The next day I woke up bright and early feeling totally refreshed...but I wasn't done yet. I dreaded turning on my cell phone and listening to all the recorded voicemails. I could not believe that after 5 days there were no voicemails at all. I did have one text message from a phone number that I didn't recognize. It said, "Hope you feel better soon...we all need rest sometime." When I tried to call the number, it was disconnected.
Next, I turned on my computer to await the hundreds of e-mails that I assumed were awaiting my return from the dead. On my work system, which normally handled over 100 e-mails a day, I was surprised to say the least when there were only 12 e-mails. No one besides my team knew I was sick...and in fact all eight of my team members sent me the same message..."Relax, you have trained us well...we'll take care of everything."
I wondered what was happening...could this be a hidden sign for me to understand?
As I clicked onto my personal e-mail, again I was surprised when only 20 e-mails showed up (many days I get well over 20 spam e-mails a day alone.) I clicked on some of the "important" ones and found out that there were no important ones at all. I was dumbfounded, but not as confused as I was about to become. The last e-mail bore the name of a person I did not know, but I felt compelled to open it. When I did, I read "Hope you feel better soon...we all need rest sometime." I attempted to reply to this e-mail, but was a little disappointed when I got a quick return saying that the e-mail address did not exist and could not be delivered.
I went to my facebook page to see many of my friends leaving me notes of encouragement and the hopes that my sickness would disappear quickly.

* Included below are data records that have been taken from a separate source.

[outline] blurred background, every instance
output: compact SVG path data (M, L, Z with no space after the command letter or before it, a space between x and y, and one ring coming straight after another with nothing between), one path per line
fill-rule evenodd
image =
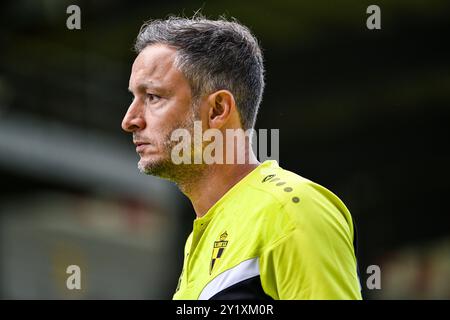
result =
M81 30L66 27L71 4ZM381 30L366 28L371 4ZM449 299L445 0L2 1L0 298L172 297L195 214L138 173L120 123L143 21L200 8L260 40L257 129L280 129L280 164L349 207L364 297ZM66 288L72 264L81 290Z

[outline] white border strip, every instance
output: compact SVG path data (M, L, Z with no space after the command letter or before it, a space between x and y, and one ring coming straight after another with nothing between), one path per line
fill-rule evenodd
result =
M202 290L199 300L208 300L215 294L236 283L259 275L259 259L253 258L242 261L237 266L228 269L212 279Z

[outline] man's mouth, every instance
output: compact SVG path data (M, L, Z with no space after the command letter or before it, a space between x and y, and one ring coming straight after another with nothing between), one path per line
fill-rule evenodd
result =
M150 143L143 141L134 141L134 145L136 146L136 152L142 152Z

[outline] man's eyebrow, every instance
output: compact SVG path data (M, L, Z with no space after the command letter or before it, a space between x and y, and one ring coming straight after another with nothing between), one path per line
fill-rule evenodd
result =
M154 83L140 83L136 86L136 91L145 91L146 89L161 90L162 88L158 85L155 85ZM130 87L128 87L128 91L133 93L133 90Z

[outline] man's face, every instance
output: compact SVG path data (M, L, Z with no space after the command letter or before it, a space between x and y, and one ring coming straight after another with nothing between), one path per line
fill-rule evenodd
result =
M139 169L147 174L172 178L176 170L171 161L170 140L177 128L192 130L194 112L191 89L175 65L176 50L151 45L136 57L129 90L133 101L122 121L122 128L133 133Z

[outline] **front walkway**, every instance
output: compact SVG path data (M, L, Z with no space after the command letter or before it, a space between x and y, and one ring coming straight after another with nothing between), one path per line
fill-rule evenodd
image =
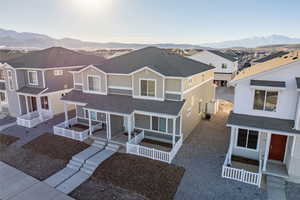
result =
M1 200L72 200L46 183L0 161Z
M75 112L71 111L69 115L75 116ZM23 126L14 125L4 129L1 131L1 133L18 137L19 140L12 145L21 147L45 133L53 133L53 126L62 121L64 121L64 113L56 115L52 119L45 121L34 128L26 128Z
M229 132L225 126L227 110L222 107L210 121L202 121L174 158L174 164L186 169L175 200L267 198L263 189L221 177L229 142Z

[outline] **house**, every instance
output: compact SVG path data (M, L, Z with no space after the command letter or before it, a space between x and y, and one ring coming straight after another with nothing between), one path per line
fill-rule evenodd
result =
M215 112L214 67L168 50L147 47L72 73L57 135L126 145L128 153L171 162L203 115ZM72 105L76 117L69 119Z
M214 66L216 68L214 80L218 86L227 86L238 71L238 59L221 51L203 50L189 58Z
M300 58L291 52L239 73L222 176L260 185L262 175L299 182Z
M272 60L272 59L274 59L274 58L283 57L283 56L285 56L285 55L288 54L288 53L289 53L288 51L272 52L272 53L270 53L270 54L267 55L267 56L263 56L263 57L260 58L260 59L256 59L256 60L251 61L251 64L252 64L252 65L255 65L255 64L267 62L267 61Z
M64 111L60 97L74 86L70 70L103 60L61 47L6 60L0 67L1 111L17 117L18 125L34 127Z

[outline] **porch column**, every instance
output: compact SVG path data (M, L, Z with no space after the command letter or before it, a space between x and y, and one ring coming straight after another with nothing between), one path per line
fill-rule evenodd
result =
M88 114L89 114L89 135L92 135L93 134L93 130L92 130L92 118L91 118L91 111L89 110L88 111Z
M111 123L110 123L110 114L109 113L108 113L107 119L108 119L108 124L106 127L108 129L108 139L110 140L111 139Z
M266 171L266 169L267 169L267 162L268 162L268 158L269 158L271 136L272 136L272 133L267 132L267 141L266 141L266 147L265 147L263 171Z
M64 111L65 111L65 127L69 126L69 117L68 117L68 104L64 103Z
M28 96L25 97L25 103L26 103L26 113L29 113L29 105L28 105Z
M36 104L37 104L37 112L39 113L39 118L40 120L43 119L42 115L41 115L41 111L42 111L42 103L41 103L41 98L40 96L35 97L36 98Z
M176 118L173 118L173 135L172 135L172 148L175 146L175 134L176 134Z
M128 129L128 142L131 140L131 131L132 131L132 128L131 128L131 120L132 120L132 117L131 115L128 115L127 116L127 129Z
M230 143L229 143L229 148L228 148L228 157L229 157L228 164L229 165L231 165L231 156L232 156L232 150L233 150L233 143L234 143L234 139L236 138L237 128L231 127L230 129L231 129Z

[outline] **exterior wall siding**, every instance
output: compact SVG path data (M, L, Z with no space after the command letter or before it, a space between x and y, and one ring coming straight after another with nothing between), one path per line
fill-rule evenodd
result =
M8 70L10 70L12 72L13 90L10 90L10 88L8 87L8 77L7 77ZM6 82L6 95L7 95L7 100L8 100L9 114L13 117L18 117L19 115L22 114L22 111L21 111L21 107L19 105L18 95L16 93L16 90L18 89L18 85L16 82L17 72L13 69L6 69L4 71L4 76L5 76L5 82Z
M106 93L107 92L107 80L106 80L106 75L100 71L97 71L93 68L88 68L84 70L83 72L83 90L88 90L88 82L87 82L87 77L88 75L93 75L93 76L99 76L101 77L101 88L100 92Z
M180 101L181 100L181 95L166 93L165 98L168 99L168 100Z
M132 88L132 76L108 75L108 86Z
M183 91L186 91L198 84L201 84L204 81L208 81L209 79L214 78L214 71L209 70L204 73L199 73L194 76L192 76L190 79L184 79L183 80Z
M55 76L54 70L45 71L46 88L73 88L73 75L67 69L62 70L63 74L61 76Z
M120 95L132 95L132 90L123 90L123 89L115 89L115 88L108 88L109 94L120 94Z
M150 116L135 114L134 119L137 128L150 129Z
M181 92L181 80L180 79L169 79L165 80L166 91Z

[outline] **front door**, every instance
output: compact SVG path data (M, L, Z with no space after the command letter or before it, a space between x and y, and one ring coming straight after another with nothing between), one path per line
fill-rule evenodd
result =
M283 161L287 136L272 134L269 159Z
M31 99L31 112L37 111L36 98L30 97Z

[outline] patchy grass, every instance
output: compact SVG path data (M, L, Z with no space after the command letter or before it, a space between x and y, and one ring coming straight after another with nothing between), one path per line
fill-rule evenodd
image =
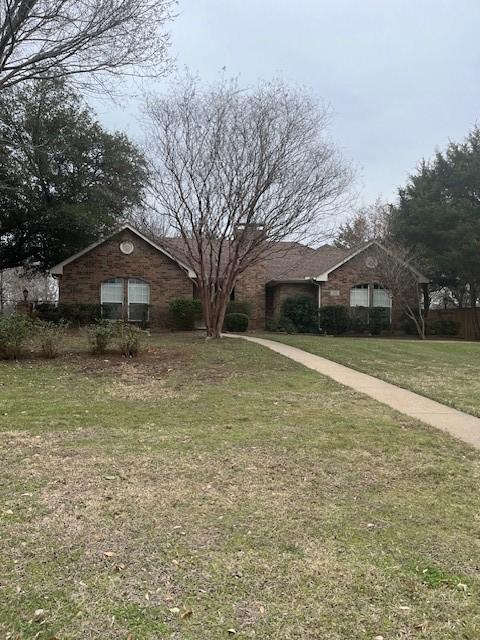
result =
M74 346L0 363L0 637L478 638L476 451L244 341Z
M264 337L329 358L480 417L480 343L278 333Z

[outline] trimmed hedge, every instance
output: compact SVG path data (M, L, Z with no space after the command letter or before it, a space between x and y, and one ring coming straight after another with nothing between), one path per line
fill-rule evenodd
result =
M297 328L289 318L273 318L267 321L267 331L279 331L281 333L297 333Z
M368 330L372 336L379 336L382 331L390 328L390 309L387 307L372 307L368 310Z
M439 318L426 321L426 333L428 336L458 336L460 323L456 320Z
M281 306L280 317L291 323L298 333L318 332L318 307L310 296L286 298Z
M230 315L231 313L243 313L250 318L252 315L252 305L244 300L230 300L225 315Z
M170 302L168 308L168 323L172 329L192 331L195 322L202 317L200 300L191 298L177 298Z
M223 323L225 331L246 331L248 329L248 316L246 313L227 313Z
M320 307L320 330L324 333L342 335L351 327L351 319L347 307L341 304L330 304Z
M101 304L42 302L35 307L35 317L46 322L67 322L80 327L93 324L102 317Z

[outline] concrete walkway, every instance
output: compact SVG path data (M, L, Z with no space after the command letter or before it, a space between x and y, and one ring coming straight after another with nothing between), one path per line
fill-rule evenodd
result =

I went back to my bed to ponder what all this meant. This is what I came up...tell me your opinions of it, please!
In this world that moves way too fast sometimes, one where people feel much more important than they really are, and the feeling of not having anytime alone to themselves anymore, I was able to find out that all this is false. The world DOES move fast, but you control just how fast. I am no more important than anyone else in this world, and there is always time to go to your "Happy Place" if you make the effort.
I say in my book that God works in miraculous ways...and I believe this was His way of saying to me "Slow down and relax..." I don't know if God knows how to text message, or how to send e-mails, or can control how much others need you from time to time, but I do know He cares for all of us...and sometimes interacts with you to allow you to make the best of it.